- Born: 1954 Shanghai, Jiading District
- Died: 2003 (aged 48–49) Shanghai
- Education: University
- Alma mater: Anhui Normal University
- Occupations: Writer, teacher
- Writing career
- Genre: Novel
- Notable works: 《女工》 《永远不说再见》 《傻女香香》 《城市生活》
- Notable awards: 百花文学奖 1997年 《女工》 百花文学奖 2003年 《永远不说再见》 百花文学奖 2005年 《傻女香香》

= Li Zhaozheng =

Chinese writer

Li Zhaozheng (1954–2003) was a writer born in Shanghai, China.

== Early life and education ==
Li Zhaozheng graduated from Anhui Normal University in 1983 and worked as a Chinese language teacher.

He began publishing his works in the 1980s, including two long novels, 15 short stories, and 58 novellas, winning 3 literature awards in the process.

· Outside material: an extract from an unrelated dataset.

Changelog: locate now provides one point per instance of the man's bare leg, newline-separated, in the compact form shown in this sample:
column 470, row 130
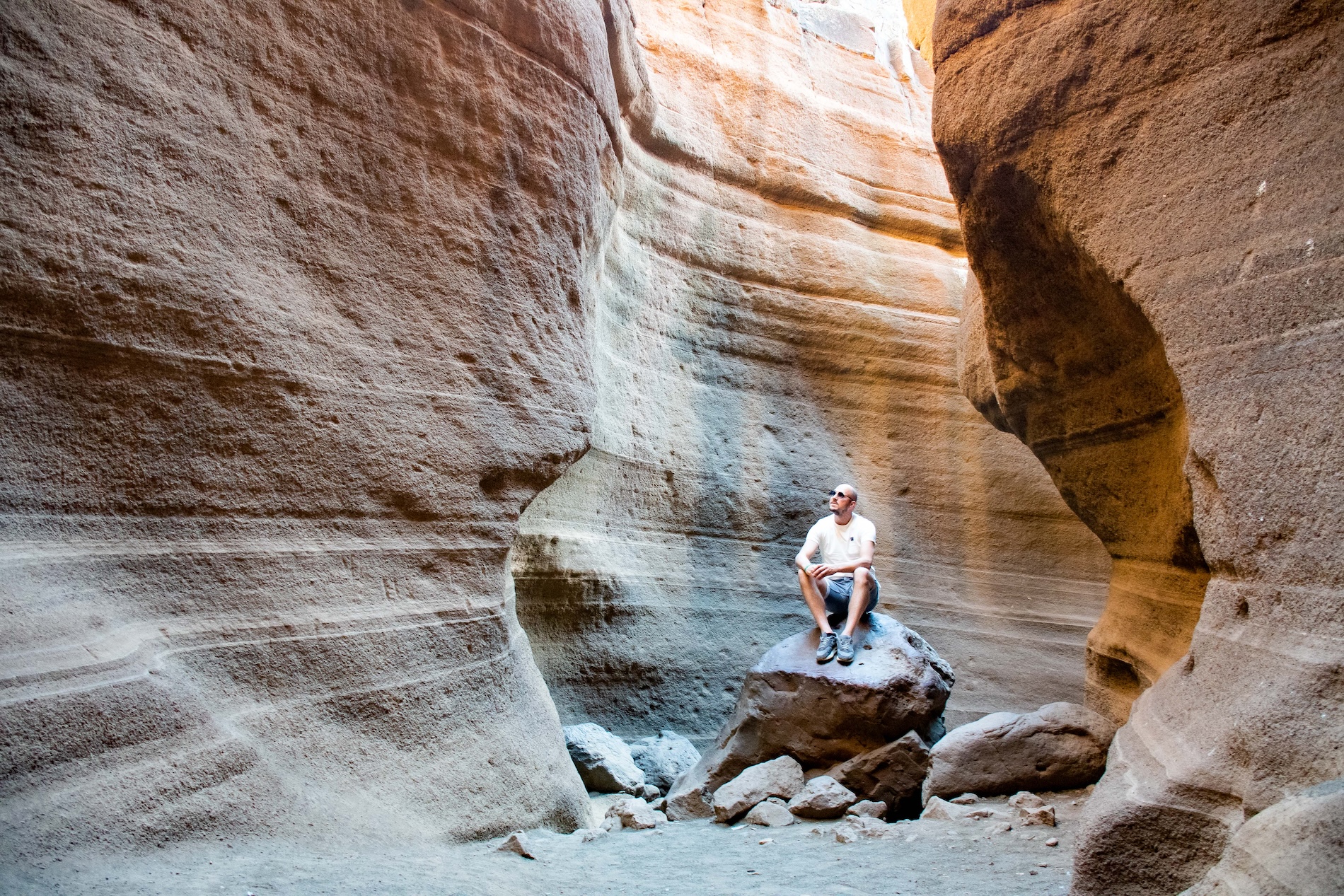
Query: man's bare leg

Writer Wang Anyi described Li as "A true and irreplaceable narrator of the lives of the grassroot people in this city (Shanghai)."

== Death ==
He died in March 2003 due to a sudden heart attack, at the age of 49.

== Published works ==
===Novels===
- The Silent Ending (1997)
- The Restless City (1999)

===Novellas===
- The Female Worker (1995)
- The Top Priority (1997)
- The Merchant (1998)
- Urban Life (1998)
- Twisted (1999)
- Miss in the Pavilion (1999)
- Ancestry (2002)
- Never Say Goodbye (2002)
- Silly Girl Xiangxiang (2003)
- Wind and Moon Flowing in Shanghai (2003).

===Short stories===
- The Story of Ahu

== Awards ==
Source:
- In 1997, The Female Worker won the Mid-Length Novel Award at the 7th Hundred Flowers Awards presented by Novel Monthly.
- In 2003, Never Say Goodbye received the Mid-Length Novel Award at the 10th Hundred Flowers Awards.
- In 2005, Silly Girl Xiangxiang was awarded the Mid-Length Novel Award at the 11th Hundred Flowers Awards.